Ma l'America è più religiosa dell'Europa
Una economista studia i flussi e spiega il nesso domanda e offerta. L'analisi del Wall Street Journal
"La religione non è un campo particolarmente popolare per lo studio economico, in quanto molti accademici preferiscono separare il sacro dal profano. Lo studio della religione riguarda apparentemente il processo decisionale emotivo radicato nella fede. L’economia studia il processo decisionale razionale nel mondo materiale. Ma la recente ricerca economica sulla religione dovrebbe suscitare interesse tra le comunità religiose come tra quelle accademiche”. Lo scrive Sriya Iyer, economista indiana dell’Università di Cambridge. “Nonostante la secolarizzazione in occidente, la fede religiosa continua a crescere a livello globale. Nel 2012 il Pew Global Religious Landscape Study ha dimostrato che 5,8 miliardi di persone – oltre l’80 per cento della popolazione globale – sono religiose.
Oggi gli accademici di tutto il mondo usano la teoria economica e gli strumenti statistici per valutare il ruolo della religione nella società. Noi economisti abbiamo trovato alcuni risultati affascinanti negli ultimi decenni. A livello macroeconomico non abbiamo osservato un declino nell’influenza della religione anche se l’economia globale si è espansa. L’esperienza europea di bassa partecipazione religiosa contrasta con livelli molto più elevati di religiosità negli Stati Uniti, il che è attribuito a mercati religiosi più competitivi. Il pluralismo religioso ha implicazioni positive per la libertà religiosa. Attraverso le reti e il supporto della comunità, la religione giova alla salute fisica e mentale.

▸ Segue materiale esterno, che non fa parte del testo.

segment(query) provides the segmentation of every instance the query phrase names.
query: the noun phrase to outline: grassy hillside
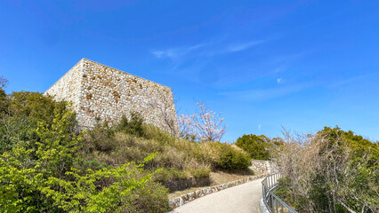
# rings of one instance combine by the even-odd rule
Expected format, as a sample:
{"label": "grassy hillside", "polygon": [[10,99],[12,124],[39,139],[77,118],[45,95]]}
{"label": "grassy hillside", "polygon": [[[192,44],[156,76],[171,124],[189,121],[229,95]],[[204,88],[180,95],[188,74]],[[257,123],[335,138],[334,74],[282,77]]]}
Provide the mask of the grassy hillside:
{"label": "grassy hillside", "polygon": [[66,102],[0,90],[0,209],[5,212],[165,212],[160,183],[250,164],[240,148],[170,136],[132,114],[76,132]]}

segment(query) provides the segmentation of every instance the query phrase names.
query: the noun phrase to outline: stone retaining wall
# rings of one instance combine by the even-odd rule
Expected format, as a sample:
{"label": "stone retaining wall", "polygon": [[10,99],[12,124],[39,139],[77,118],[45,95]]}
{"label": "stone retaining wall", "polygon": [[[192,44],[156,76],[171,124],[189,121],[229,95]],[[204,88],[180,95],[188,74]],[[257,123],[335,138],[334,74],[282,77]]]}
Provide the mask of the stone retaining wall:
{"label": "stone retaining wall", "polygon": [[209,186],[209,187],[206,187],[206,188],[204,188],[204,189],[201,189],[201,190],[198,190],[198,191],[187,193],[187,194],[183,194],[180,197],[169,200],[168,205],[169,205],[170,209],[173,209],[178,208],[180,206],[182,206],[186,203],[189,203],[195,199],[201,198],[201,197],[204,197],[207,194],[217,193],[217,192],[220,192],[222,190],[230,188],[230,187],[233,187],[233,186],[236,186],[236,185],[241,185],[241,184],[248,183],[248,182],[251,182],[253,180],[262,178],[265,176],[266,176],[265,174],[252,176],[252,177],[249,177],[249,178],[246,178],[231,181],[231,182],[226,183],[226,184]]}
{"label": "stone retaining wall", "polygon": [[206,178],[192,178],[189,179],[181,179],[181,180],[173,180],[167,181],[163,183],[162,185],[170,190],[170,193],[174,191],[181,191],[190,187],[201,187],[209,185],[211,184],[211,180],[209,177]]}

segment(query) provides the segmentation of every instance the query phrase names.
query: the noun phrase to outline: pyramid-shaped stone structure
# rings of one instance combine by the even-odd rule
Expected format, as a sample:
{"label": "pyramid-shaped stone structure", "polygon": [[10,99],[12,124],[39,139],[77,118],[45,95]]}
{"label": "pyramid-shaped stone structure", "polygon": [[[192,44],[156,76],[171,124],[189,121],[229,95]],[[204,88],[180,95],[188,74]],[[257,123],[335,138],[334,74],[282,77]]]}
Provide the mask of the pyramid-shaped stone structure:
{"label": "pyramid-shaped stone structure", "polygon": [[44,94],[72,103],[80,129],[130,118],[132,112],[173,134],[179,130],[169,87],[83,59]]}

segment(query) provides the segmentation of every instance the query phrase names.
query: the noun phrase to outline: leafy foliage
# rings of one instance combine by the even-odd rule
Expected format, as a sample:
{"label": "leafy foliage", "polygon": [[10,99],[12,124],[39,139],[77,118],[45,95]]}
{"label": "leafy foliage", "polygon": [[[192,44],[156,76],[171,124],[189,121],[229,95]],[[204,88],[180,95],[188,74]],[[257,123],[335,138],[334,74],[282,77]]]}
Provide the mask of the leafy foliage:
{"label": "leafy foliage", "polygon": [[262,138],[263,137],[253,134],[243,135],[237,139],[236,146],[246,151],[252,159],[269,160],[270,145]]}
{"label": "leafy foliage", "polygon": [[278,191],[301,212],[378,212],[379,146],[352,131],[325,127],[285,145]]}
{"label": "leafy foliage", "polygon": [[[75,132],[75,114],[67,103],[36,92],[2,98],[2,212],[167,210],[167,190],[153,182],[155,170],[144,170],[157,154],[118,167],[89,161],[80,154],[83,134]],[[107,133],[103,138],[114,137],[111,130],[96,130]],[[93,149],[109,151],[100,141]]]}

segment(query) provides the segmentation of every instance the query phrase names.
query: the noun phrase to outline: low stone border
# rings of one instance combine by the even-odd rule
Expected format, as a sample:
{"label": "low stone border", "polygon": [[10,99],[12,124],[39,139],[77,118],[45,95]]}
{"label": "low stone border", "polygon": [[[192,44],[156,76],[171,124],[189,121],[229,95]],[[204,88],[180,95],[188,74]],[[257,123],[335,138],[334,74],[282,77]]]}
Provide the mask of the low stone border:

"Ho anche studiato il corso del conflitto religioso e dell’estremismo, in particolare le sommosse indù-musulmane dal 1950”, continua Iyer, che nel 2002 ha pubblicato “Demography and Religion in India” e quest’anno, per Harvard University Press, “The Economics of Religion in India”. “Una conclusione interessante qui è che le rivolte religiose non sono diminuite con la crescita economica, sebbene la loro intensità sia diminuita nel tempo. Una ragione per questo è che le organizzazioni religiose forniscono servizi di assistenza sociale. Le cause comuni delle rivolte – come i conflitti su beni pubblici, posti di lavoro o proprietà – sono mitigate, anche se permangono le tensioni sottostanti tra due gruppi. Ci sono ancora grandi domande inevase.
In che misura le motivazioni alla fede religiosa sono intrinseche rispetto alle motivazioni sociali? Perché la religione persiste di fronte alla diffusa crescita economica e alla disuguaglianza? Nelle società non cristiane e non occidentali, che cosa rende la natura della religione simile o diversa dagli Stati Uniti o dall’Europa? Milioni di persone, scettici e credenti, trarrebbero beneficio da risposte migliori a queste domande. Noi economisti della religione – conclude con un certo scetticismo Sriya Iyer – abbiamo ancora molto da imparare”.